Выбрать главу

Глава II

Проблема и ее модусы

Б) Провидение, фортуна и добродетель

Можно назвать диалектическим парадоксом то, что христианская доктрина спасения, в конечном счете сделавшая возможным историческое мировоззрение, веками активно отрицала эту возможность. Греческие и римские умы не видели причин ожидать чего-то нового в человеческом будущем, поэтому возникали различные и взаимопроникающие учения о циклическом повторении или верховной власти случая (tyche или fortuna) – хотя мы должны остерегаться преувеличивать или преуменьшать их значение, – стремившиеся выразить это отсутствие ожидания, которое иногда вызывало ощущение пресыщенности жизнью или сеяло тревогу (angst)81. Однако эти кажущиеся пустыми схемы оставляли место для проницательного наблюдения за политическими и военными происшествиями, и интерес к деяниям людей не утрачивался, а скорее, наоборот, возрастал, – благодаря мысли, что когда-нибудь, в рамках обычного хода вещей или в космологических масштабах, эти деяния повторятся. С появлением монотеистических религий спасения время подверглось переосмыслению и трансформации – оно стало мерой событий, смысл которых крылся в вечности. Бог заключил завет с людьми, и этот завет должен был в свое время исполниться; Бог создал человека, человек пал, Бог начал вести его к искуплению, и этому процессу в какой-то момент времени надлежало завершиться. Все эти высказывания обозначали события, происходящие во времени; говоря о них, можно было использовать прошедшее или будущее, и все же значение каждого из них лежало за пределами истории в том смысле, что оно характеризовало перемену в отношениях между людьми и тем, что находилось вне времени. Время выстраивалось вокруг действий, которые совершал в нем вечный агент; из этих действий складывалась цепочка событий, смысл которой раскрывался во времени и наделял время смыслом. Впрочем, так как смысл этих действий располагался вне времени, получалось, что время обретало значение в той мере, в какой соотносилось с вечностью. Можно было даже сказать, что человек вступил во время, когда покинул Эдем, и что последовательность действий, составлявших священную историю, имела своей целью привести время к окончательному завершению и наполнить его смыслом в момент, когда оно будет преодолено и прекратит свое существование. Коротко говоря, история обретала смысл, подчиняясь эсхатологии.

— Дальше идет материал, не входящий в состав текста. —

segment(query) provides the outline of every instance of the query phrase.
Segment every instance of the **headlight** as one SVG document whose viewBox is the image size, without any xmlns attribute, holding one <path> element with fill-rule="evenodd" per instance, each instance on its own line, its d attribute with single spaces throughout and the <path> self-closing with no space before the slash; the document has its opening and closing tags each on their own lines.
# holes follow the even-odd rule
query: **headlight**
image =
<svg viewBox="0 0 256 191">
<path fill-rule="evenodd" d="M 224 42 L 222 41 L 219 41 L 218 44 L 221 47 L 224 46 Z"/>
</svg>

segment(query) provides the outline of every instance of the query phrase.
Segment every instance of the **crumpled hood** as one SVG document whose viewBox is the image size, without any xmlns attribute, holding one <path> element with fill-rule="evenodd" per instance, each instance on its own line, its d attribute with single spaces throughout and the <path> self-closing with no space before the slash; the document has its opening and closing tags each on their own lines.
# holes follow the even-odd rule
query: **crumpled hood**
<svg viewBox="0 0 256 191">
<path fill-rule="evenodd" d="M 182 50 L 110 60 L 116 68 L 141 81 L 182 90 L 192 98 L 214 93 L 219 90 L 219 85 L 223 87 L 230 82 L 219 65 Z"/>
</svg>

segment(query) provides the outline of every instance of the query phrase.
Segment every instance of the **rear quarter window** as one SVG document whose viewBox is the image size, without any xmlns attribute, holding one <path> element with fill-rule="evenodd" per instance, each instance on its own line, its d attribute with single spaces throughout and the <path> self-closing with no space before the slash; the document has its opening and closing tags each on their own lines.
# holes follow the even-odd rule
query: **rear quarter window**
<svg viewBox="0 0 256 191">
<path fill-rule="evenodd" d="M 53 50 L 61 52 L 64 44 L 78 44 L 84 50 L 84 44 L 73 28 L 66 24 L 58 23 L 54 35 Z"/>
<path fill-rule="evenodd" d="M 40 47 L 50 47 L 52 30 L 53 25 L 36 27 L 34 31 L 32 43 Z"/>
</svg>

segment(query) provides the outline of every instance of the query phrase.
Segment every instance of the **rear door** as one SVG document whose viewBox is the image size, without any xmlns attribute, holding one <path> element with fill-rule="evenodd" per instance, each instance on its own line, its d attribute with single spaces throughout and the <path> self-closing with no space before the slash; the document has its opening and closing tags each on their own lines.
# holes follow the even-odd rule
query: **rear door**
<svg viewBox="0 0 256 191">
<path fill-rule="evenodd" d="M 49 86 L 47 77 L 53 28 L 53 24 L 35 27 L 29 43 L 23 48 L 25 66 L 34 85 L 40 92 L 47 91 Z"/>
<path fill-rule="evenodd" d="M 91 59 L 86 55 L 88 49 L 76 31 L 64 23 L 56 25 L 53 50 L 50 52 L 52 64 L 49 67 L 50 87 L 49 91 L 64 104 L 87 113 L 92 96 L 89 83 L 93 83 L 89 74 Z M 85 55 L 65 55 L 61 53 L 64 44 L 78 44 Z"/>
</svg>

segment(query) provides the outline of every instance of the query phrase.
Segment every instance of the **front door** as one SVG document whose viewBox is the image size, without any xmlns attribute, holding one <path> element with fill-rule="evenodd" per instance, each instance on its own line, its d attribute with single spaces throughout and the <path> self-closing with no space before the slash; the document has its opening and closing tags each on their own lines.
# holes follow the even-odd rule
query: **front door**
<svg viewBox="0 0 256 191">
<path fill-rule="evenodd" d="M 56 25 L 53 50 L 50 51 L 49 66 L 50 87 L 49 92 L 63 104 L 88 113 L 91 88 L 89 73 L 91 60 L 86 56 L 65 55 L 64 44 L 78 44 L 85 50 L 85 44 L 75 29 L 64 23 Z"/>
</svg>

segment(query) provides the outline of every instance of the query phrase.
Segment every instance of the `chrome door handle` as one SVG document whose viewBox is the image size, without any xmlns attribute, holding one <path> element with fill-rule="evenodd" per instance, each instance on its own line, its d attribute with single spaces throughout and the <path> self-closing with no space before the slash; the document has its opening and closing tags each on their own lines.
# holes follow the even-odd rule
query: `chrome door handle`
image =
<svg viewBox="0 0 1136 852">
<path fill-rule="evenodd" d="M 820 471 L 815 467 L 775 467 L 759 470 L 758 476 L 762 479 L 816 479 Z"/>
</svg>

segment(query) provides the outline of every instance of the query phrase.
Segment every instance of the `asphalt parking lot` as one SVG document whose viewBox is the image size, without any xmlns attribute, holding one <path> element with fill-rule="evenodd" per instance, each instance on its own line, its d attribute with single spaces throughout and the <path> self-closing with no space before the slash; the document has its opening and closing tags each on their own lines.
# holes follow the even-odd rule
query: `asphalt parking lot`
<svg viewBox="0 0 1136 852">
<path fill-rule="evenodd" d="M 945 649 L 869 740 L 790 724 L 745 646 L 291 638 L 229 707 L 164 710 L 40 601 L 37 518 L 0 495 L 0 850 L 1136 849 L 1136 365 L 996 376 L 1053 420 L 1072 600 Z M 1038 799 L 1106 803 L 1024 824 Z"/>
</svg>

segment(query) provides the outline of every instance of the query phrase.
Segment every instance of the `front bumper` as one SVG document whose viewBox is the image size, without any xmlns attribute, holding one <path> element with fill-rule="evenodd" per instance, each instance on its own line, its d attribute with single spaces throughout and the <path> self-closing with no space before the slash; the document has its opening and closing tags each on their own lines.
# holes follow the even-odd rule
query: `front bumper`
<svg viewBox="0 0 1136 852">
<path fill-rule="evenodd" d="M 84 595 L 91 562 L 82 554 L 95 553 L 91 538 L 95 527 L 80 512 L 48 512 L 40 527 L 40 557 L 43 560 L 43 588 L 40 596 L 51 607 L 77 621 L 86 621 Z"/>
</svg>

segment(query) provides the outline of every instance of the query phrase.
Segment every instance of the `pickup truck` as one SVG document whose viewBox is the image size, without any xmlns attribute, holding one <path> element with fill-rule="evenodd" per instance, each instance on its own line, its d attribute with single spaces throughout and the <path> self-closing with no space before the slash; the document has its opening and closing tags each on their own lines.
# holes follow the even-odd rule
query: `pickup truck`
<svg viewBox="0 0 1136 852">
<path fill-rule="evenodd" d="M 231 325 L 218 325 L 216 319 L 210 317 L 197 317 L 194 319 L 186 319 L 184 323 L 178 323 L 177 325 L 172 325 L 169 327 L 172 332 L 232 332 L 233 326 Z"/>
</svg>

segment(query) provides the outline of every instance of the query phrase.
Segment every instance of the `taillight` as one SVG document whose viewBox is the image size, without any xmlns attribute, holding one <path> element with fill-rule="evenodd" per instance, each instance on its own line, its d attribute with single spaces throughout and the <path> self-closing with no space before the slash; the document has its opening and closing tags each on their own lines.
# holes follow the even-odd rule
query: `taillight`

Как следствие, в святоотеческой традиции жизнь отдельного человека часто представала как существующая в двух обособленных временных измерениях. С одной стороны, речь шла об измерении, состоявшем из действий и событий, которые отдалили человека от Бога и теперь вели к их воссоединению. Большей частью они принадлежали прошлому и относились к датам, которые можно было теоретически, а часто и достаточно точно идентифицировать в летописи человеческой истории, но, разумеется, свершения других событий верующие ожидали в будущем, и их не только нельзя было уверенно датировать, но даже считалось предосудительным пытаться их предсказать. Это ставило вопрос об эсхатологическом настоящем, о религиозной жизни, которую следовало вести в ожидании окончательного искупления. Когда стало понятно, что настоящее может превысить продолжительность многих человеческих жизней и простираться на много поколений, этот промежуток неизбежно заполнился другими происходящими во времени событиями, доступными человеческому пониманию. Они составляли то, что в словаре патристики называлось saeculum82, а современный человек предпочитает называть историей: человеческим временем, организованным вокруг событий социального мира, которые греко-римскому сознанию представлялись преимущественно политическими и военными, а сознание поздней Античности, что не удивительно, мыслило их в виде взлета и падения империй. Теперь следует поставить вопрос: как две не зависящие друг от друга цепочки событий (то есть «священная» и «секулярная» истории) могли соотноситься между собой? Носителям гражданского сознания – а христианские умы поздней Античности были исполнены гражданского сознания, – активно вовлеченным в то, что происходило в городских, провинциальных и имперских обществах, события в этой области могли казаться так или иначе связанными с намерением Бога привести человечество к спасению. В самом деле, учитывая постоянное стремление разграничить аскетическое отречение от мира и дуалистическое отрицание мира, было рискованно оспаривать ту точку зрения, согласно которой Бог каким-то образом присутствовал в событиях земной истории, был причастен к ним и направлял их к спасительной цели. Saeculum включался в драму спасения; так не мог ли он тоже служить и путем спасения?

вернуться

81

См. прим. 1 на с. 38. О Фортуне как богине и объекте поклонения см.: Ferguson J. The Religions of the Roman Empire. Ithaca, 1970.

вернуться

82

При написании этой главы я опирался на книгу: Markus R. A. Saeculum: History and Society in the Theology of St. Augustine. Cambridge, 1970.